Kamis, 16 November 2017

ARISAN





            Bu Dini sibuk sekali merapikan rumahnya sejak pagi. Rumah yang biasanya memang sudah rapi itu, ia bersihkan dengan teliti. Kemarin ia sudah menyuruh Wati, asistennya, mengganti karpet dan gorden dengan yang bersih.
            Rumput di halaman depan sudah dipotong, jendela-jendela dilap hingga berkilau, teras rumah sudah dipel hingga bersih bersinar sampai-sampai kucing yang lewat pun bisa bercermin di atasnya. Setiap sudut rumahnya sudah dibersihkan dengan sempurna. Bukan karena akan kedatangan ibu mertua, melainkan karena siang nanti ia mendapat giliran menjamu teman-teman arisannya.

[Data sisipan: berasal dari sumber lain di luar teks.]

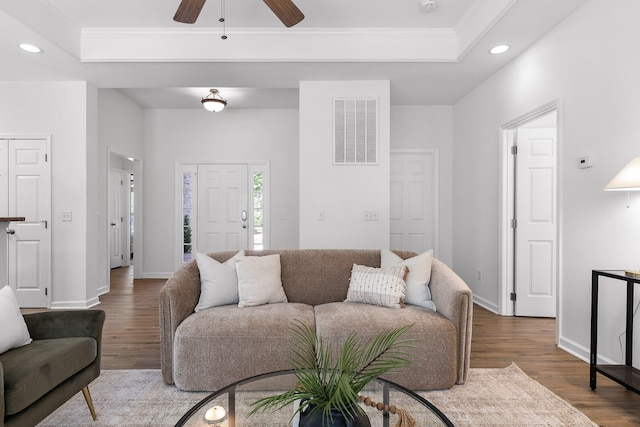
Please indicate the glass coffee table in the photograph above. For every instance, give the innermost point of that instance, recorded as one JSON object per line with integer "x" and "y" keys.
{"x": 233, "y": 404}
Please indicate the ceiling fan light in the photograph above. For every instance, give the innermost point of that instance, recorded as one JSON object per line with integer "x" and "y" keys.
{"x": 30, "y": 48}
{"x": 213, "y": 101}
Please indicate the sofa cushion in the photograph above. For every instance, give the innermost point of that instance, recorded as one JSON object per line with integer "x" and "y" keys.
{"x": 379, "y": 286}
{"x": 436, "y": 351}
{"x": 418, "y": 277}
{"x": 218, "y": 281}
{"x": 13, "y": 332}
{"x": 216, "y": 347}
{"x": 34, "y": 369}
{"x": 259, "y": 280}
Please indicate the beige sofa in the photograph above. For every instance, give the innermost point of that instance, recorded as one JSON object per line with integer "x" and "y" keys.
{"x": 209, "y": 349}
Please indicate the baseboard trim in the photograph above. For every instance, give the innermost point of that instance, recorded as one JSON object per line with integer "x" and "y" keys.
{"x": 66, "y": 305}
{"x": 492, "y": 307}
{"x": 156, "y": 275}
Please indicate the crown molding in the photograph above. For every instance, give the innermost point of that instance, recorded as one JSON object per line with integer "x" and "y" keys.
{"x": 253, "y": 45}
{"x": 478, "y": 19}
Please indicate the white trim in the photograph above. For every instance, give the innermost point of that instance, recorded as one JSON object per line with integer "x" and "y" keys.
{"x": 505, "y": 305}
{"x": 265, "y": 168}
{"x": 180, "y": 170}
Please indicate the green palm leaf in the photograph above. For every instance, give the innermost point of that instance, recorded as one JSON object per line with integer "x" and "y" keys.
{"x": 324, "y": 384}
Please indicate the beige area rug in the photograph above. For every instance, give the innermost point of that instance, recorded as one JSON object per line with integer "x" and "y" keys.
{"x": 491, "y": 397}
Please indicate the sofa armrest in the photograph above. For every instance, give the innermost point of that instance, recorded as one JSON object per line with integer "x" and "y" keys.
{"x": 178, "y": 298}
{"x": 66, "y": 323}
{"x": 454, "y": 300}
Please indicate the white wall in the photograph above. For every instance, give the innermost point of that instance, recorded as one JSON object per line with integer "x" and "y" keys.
{"x": 342, "y": 192}
{"x": 120, "y": 130}
{"x": 67, "y": 112}
{"x": 196, "y": 135}
{"x": 430, "y": 126}
{"x": 590, "y": 64}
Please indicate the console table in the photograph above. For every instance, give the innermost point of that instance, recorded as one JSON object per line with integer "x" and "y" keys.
{"x": 626, "y": 374}
{"x": 4, "y": 247}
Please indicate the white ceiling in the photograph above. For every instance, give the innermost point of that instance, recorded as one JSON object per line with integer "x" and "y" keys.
{"x": 134, "y": 46}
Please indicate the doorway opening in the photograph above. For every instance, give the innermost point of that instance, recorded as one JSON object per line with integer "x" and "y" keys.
{"x": 124, "y": 219}
{"x": 530, "y": 229}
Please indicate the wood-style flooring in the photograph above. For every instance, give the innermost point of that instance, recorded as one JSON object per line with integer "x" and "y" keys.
{"x": 131, "y": 341}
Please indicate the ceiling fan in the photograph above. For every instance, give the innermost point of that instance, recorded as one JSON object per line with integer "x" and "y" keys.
{"x": 285, "y": 10}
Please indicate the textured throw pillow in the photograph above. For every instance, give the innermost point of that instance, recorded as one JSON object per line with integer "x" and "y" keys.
{"x": 378, "y": 286}
{"x": 218, "y": 281}
{"x": 259, "y": 280}
{"x": 13, "y": 332}
{"x": 418, "y": 291}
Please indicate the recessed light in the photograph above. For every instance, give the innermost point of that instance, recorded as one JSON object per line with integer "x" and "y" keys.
{"x": 29, "y": 48}
{"x": 497, "y": 50}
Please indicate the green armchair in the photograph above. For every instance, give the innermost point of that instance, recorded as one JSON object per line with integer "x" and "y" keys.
{"x": 62, "y": 360}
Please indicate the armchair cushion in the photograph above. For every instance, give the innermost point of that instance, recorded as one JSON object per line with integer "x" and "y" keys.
{"x": 33, "y": 370}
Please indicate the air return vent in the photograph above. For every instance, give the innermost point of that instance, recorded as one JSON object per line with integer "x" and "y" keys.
{"x": 355, "y": 131}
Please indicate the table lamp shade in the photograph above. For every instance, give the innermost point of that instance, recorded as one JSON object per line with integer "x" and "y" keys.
{"x": 628, "y": 179}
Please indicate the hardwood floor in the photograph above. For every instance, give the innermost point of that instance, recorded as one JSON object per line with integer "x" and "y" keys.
{"x": 131, "y": 341}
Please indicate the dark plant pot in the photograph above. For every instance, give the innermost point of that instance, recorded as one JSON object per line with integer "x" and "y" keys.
{"x": 338, "y": 420}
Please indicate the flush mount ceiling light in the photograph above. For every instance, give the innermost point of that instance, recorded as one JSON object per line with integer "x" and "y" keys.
{"x": 427, "y": 5}
{"x": 29, "y": 48}
{"x": 497, "y": 50}
{"x": 213, "y": 101}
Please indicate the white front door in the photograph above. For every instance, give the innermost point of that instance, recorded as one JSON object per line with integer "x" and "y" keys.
{"x": 222, "y": 207}
{"x": 536, "y": 227}
{"x": 29, "y": 196}
{"x": 116, "y": 220}
{"x": 414, "y": 201}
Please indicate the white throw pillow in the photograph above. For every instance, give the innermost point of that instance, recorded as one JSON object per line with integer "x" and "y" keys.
{"x": 378, "y": 286}
{"x": 418, "y": 291}
{"x": 259, "y": 280}
{"x": 218, "y": 281}
{"x": 13, "y": 332}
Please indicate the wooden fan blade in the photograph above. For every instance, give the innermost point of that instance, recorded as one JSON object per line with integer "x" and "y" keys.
{"x": 286, "y": 11}
{"x": 188, "y": 11}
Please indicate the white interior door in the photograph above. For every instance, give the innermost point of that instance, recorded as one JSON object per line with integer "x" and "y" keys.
{"x": 116, "y": 219}
{"x": 414, "y": 201}
{"x": 29, "y": 196}
{"x": 222, "y": 207}
{"x": 536, "y": 227}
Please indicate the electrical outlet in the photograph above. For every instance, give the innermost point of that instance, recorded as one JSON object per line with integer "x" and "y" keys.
{"x": 370, "y": 215}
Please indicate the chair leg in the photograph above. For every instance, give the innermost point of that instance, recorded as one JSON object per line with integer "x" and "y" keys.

            Mulanya, Bu Dini ikut arisan ini hanya untuk menjalin silaturahim dengan teman-temannya satu klub senam. Lalu ia berpikir, arisan ini sebenarnya hitung-hitung menabung juga. Untuk seorang ibu rumah tangga seperti dirinya, menabung terbilang cukup sulit. Ada sedikit sisa uang belanja, si sulung minta dibelikan gamis baru untuk mengaji. Atau si tengah minta tas baru karena tas lamanya sudah jebol, tak mampu menahan beratnya buku-buku yang harus dibawa anak sekolah zaman sekarang. Atau membelikan kado teman si bungsu yang berulang tahun di TK. Atau keperluan mendadak saat suaminya sedang dinas keluar kota, seperti mesin pompa air rusak, keran bocor, saluran air mampet, genting bocor, dan lain-lain.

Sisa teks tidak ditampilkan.